Saturday, August 19, 7:20 p.m. ET (Bally Sports Southeast)
Yonny Chirinos (19 G, 8 GS, 81 IP, 14.1 K%, 7.5 BB%, 46.4 GB%, 5.22 ERA, 5.45 FIP)
Yonny Chirinos has struggled in his brief time with Atlanta, posting a ghastly 9.33 ERA in four starts since being claimed off of waivers. He has given up six runs in each of his last two starts against the Mets and the Pirates. While Chirinos was brought in to be an innings eating place holder, he will need to limit the damage if he is to keep his place in the Braves rotation. One bright spot for Chirinos has been his splitter, which has a .181 average against and a 30.9 whiff%. Over half of his 49 strikeouts have come on the splitter, with the off-speed pitch getting 26 strikeouts. Chirinos has faced the Giants once in his career where he went five scoreless innings, hopefully he can repeat the trick.
Logan Webb (25 GS, 163 IP, 24.4 K%, 4 BB%, 60.8 GB%, 3.26 ERA, 3.25 FIP)

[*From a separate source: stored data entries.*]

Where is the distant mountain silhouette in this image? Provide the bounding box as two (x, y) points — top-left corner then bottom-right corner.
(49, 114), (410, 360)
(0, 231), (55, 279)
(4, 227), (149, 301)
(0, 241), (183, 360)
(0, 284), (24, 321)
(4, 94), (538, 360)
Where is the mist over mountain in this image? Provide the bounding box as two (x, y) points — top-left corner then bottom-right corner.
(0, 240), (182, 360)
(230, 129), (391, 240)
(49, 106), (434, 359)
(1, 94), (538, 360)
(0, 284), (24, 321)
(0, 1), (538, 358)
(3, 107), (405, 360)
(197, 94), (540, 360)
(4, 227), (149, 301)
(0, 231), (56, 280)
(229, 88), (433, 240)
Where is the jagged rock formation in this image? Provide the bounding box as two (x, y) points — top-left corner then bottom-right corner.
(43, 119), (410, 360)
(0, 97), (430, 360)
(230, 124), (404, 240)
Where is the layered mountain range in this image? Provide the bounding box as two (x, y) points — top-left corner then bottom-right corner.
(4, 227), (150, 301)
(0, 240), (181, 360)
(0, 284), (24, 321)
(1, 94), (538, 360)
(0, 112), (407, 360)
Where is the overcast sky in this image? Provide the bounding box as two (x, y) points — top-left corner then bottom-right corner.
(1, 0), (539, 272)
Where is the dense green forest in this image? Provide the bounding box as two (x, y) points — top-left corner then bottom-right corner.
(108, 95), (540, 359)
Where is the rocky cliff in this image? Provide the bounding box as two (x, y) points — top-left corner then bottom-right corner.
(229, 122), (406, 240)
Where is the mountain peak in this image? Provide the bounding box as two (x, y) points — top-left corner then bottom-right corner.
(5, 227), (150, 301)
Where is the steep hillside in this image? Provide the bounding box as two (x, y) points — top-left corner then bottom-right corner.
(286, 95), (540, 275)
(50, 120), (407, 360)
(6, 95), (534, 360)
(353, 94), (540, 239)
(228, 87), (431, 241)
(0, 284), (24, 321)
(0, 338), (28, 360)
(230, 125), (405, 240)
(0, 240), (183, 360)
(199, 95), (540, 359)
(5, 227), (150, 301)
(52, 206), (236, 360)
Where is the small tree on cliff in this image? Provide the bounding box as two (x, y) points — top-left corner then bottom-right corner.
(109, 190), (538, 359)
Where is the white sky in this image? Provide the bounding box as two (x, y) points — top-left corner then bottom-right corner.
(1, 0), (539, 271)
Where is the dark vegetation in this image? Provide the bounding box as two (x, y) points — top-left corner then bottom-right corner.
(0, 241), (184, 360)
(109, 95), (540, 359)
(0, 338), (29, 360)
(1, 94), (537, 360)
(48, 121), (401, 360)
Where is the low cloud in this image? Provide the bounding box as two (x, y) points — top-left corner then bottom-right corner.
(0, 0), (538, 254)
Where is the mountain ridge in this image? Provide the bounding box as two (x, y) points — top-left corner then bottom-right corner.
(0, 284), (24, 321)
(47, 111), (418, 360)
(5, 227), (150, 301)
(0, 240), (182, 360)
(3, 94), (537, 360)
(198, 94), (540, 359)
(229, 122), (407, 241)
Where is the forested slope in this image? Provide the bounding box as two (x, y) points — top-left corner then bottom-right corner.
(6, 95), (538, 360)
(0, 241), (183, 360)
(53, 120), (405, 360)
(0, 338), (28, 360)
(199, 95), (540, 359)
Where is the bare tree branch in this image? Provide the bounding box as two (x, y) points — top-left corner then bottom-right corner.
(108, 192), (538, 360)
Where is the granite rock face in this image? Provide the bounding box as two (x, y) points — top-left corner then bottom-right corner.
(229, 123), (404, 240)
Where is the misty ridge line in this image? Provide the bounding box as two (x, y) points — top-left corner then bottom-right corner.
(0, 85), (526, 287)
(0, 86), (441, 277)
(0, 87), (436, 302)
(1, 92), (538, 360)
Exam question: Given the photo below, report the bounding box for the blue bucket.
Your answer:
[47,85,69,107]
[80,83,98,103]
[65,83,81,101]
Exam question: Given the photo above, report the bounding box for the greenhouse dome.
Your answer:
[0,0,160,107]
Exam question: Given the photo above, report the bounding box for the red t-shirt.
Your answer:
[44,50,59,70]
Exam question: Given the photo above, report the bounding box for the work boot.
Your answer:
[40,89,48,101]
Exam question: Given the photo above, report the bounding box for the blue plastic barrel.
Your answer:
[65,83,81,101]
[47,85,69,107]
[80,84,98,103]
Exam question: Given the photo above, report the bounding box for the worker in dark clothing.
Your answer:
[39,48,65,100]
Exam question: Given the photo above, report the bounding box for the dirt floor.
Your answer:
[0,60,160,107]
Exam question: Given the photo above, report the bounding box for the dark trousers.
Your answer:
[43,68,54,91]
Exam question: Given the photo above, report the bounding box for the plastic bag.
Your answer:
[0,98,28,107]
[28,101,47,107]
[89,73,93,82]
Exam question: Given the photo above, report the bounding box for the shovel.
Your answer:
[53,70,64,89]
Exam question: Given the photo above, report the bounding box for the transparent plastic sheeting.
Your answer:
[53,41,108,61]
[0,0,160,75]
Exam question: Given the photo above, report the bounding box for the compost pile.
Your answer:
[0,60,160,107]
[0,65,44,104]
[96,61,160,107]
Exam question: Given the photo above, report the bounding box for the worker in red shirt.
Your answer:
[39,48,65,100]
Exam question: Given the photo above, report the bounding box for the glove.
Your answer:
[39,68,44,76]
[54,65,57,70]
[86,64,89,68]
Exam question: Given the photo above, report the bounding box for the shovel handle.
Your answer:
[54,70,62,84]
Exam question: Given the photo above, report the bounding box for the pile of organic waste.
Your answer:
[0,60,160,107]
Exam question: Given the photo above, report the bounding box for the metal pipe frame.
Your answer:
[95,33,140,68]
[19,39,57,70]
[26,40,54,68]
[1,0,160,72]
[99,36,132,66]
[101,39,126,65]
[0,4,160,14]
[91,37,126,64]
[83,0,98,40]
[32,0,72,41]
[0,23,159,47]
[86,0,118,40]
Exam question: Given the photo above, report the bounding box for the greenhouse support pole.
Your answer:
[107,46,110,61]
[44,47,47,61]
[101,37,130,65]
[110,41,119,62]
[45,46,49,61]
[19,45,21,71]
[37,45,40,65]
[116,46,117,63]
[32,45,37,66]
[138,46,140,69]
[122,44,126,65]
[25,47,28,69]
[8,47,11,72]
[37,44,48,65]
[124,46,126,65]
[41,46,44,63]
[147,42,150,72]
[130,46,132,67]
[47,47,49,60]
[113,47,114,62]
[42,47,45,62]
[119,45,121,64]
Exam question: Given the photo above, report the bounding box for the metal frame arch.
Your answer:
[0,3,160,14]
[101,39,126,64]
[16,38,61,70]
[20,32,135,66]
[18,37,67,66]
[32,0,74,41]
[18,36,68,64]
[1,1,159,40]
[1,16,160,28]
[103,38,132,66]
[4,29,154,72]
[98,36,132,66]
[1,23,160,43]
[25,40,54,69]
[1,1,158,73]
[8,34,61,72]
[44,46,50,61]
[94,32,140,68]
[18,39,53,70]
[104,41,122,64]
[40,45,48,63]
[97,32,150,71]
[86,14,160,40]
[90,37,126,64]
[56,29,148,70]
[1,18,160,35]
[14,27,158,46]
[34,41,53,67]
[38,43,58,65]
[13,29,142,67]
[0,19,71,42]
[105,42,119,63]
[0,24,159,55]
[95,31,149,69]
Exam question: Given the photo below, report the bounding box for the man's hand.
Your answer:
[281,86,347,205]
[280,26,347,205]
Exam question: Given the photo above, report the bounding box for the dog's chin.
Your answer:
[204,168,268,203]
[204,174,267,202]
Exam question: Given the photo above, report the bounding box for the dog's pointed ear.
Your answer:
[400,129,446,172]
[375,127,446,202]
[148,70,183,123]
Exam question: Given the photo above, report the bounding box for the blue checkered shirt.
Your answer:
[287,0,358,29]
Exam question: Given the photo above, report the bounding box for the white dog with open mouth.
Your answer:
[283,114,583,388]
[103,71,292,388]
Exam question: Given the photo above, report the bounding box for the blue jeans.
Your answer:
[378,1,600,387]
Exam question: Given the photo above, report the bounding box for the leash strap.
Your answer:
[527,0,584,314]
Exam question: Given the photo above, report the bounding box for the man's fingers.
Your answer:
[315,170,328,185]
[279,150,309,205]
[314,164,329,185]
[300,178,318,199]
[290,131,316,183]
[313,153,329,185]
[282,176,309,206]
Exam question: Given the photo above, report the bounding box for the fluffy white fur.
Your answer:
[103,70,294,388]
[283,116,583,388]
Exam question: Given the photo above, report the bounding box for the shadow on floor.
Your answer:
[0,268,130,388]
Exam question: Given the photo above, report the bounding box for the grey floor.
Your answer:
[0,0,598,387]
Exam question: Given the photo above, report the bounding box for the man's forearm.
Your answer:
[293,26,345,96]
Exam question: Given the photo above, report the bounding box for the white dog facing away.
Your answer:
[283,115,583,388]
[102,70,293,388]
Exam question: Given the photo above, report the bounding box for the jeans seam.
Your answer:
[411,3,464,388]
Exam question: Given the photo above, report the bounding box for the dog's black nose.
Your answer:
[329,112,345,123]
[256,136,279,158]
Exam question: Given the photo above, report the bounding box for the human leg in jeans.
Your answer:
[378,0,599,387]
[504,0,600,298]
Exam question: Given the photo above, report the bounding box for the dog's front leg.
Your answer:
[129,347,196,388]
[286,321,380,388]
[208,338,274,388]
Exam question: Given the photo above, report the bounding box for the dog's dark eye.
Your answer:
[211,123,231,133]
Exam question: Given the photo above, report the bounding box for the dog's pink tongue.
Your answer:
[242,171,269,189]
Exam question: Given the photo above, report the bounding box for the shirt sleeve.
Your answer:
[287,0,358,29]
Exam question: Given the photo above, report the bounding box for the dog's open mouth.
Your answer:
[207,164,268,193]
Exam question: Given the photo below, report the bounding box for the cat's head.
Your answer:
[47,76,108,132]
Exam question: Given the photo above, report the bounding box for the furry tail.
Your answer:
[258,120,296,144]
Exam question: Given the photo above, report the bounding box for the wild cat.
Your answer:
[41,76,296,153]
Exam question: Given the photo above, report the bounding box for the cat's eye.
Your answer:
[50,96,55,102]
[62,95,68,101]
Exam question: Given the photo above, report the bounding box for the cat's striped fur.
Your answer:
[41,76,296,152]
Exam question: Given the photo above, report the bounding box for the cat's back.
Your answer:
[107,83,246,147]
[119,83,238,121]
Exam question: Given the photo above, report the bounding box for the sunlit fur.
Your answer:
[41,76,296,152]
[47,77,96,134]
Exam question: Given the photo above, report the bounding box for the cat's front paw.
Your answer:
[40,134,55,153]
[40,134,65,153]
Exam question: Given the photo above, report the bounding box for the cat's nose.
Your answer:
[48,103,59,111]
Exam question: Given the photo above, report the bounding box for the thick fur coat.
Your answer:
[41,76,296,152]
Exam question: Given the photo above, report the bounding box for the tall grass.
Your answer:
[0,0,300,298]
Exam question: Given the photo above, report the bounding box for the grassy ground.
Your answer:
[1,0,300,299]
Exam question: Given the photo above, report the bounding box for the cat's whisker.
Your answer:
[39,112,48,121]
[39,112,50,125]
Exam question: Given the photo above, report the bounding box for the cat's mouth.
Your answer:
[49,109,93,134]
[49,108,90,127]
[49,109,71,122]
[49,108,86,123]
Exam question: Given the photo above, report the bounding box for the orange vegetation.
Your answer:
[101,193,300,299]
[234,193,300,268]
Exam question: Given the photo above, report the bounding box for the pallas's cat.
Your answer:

Logan Webb is another ground ball heavy starter, whose 60.8 GB% is the highest among qualified starters. With Webb and Cobb, the Braves are facing two of the three best ground ball heavy starting pitchers in baseball. Webb has been a legitimate Cy Young candidate this year, due to his numbers and workload. His 163 innings are the most in baseball, and his 6.52 innings per start is also an elite number. Webb has gone at least seven innings in 14 of his 25 starts. In addition to ground balls, Webb is very stingy in terms of walks, with his 1.44 BB/9 ranking third among starters. Webb has a sinker, slider and changeup, all of which he uses over 20% of the time and is confident throwing any pitch at any time. The off-speed pitches are what make him elite, with batters hitting .217 against his changeup and .173 on his slider. He throws his changeup nearly 40% of the time and it still posts elite numbers, making it one of the best pitches in baseball. His sinker is not overpowering, sitting at 92 MPH, but he is able to use it enough to keep hitters honest. Webb has been absolutely brilliant against the Braves, posting a 1.33 ERA in four starts across 27 innings, where he has struck out 29 batters and only walked three.
Sunday, August 20, 1:35 p.m. ET (Bally Sports Southeast)
Max Fried (8 GS, 42 IP, 23.4 K%, 4.8 BB%, 63.8 GB%, 2.57 ERA, 2.67 FIP)
Max Fried had a quality start against the Yankees in his last start, going six innings while allowing just two runs. He did allow eight hits and only struck out two but he was able to deliver regardless. A big reason for that is his ability to keep the ball on the ground. His 63.8 GB% would be the highest among starters if he had enough innings to qualify. Unlike Webb, Cobb or Bryce Elder who are ground ball pitchers who allow louder contact, Fried is excellent at inducing soft contact. His 84.8 MPH average exit velocity allowed is in the top 1% of the league. His barrel% is also in the top 2% of the league, making him one of the best pitchers in baseball at avoiding quality contact. While he is no Spencer Strider when it comes to generating whiffs, he is solid in his own right. He has three quality secondary pitches, with his big overhand curveball being the cream of the crop. In 33.1 innings against the Giants, Fried has a 1.89 ERA and a 0.84 WHIP.
The Giants have not announced their starter for Sunday, but it is likely Alex Wood will play a big role, either as a starter or as a bulk arm behind an opener. Wood has a 5.30 ERA over 35.2 innings in his career against the Braves.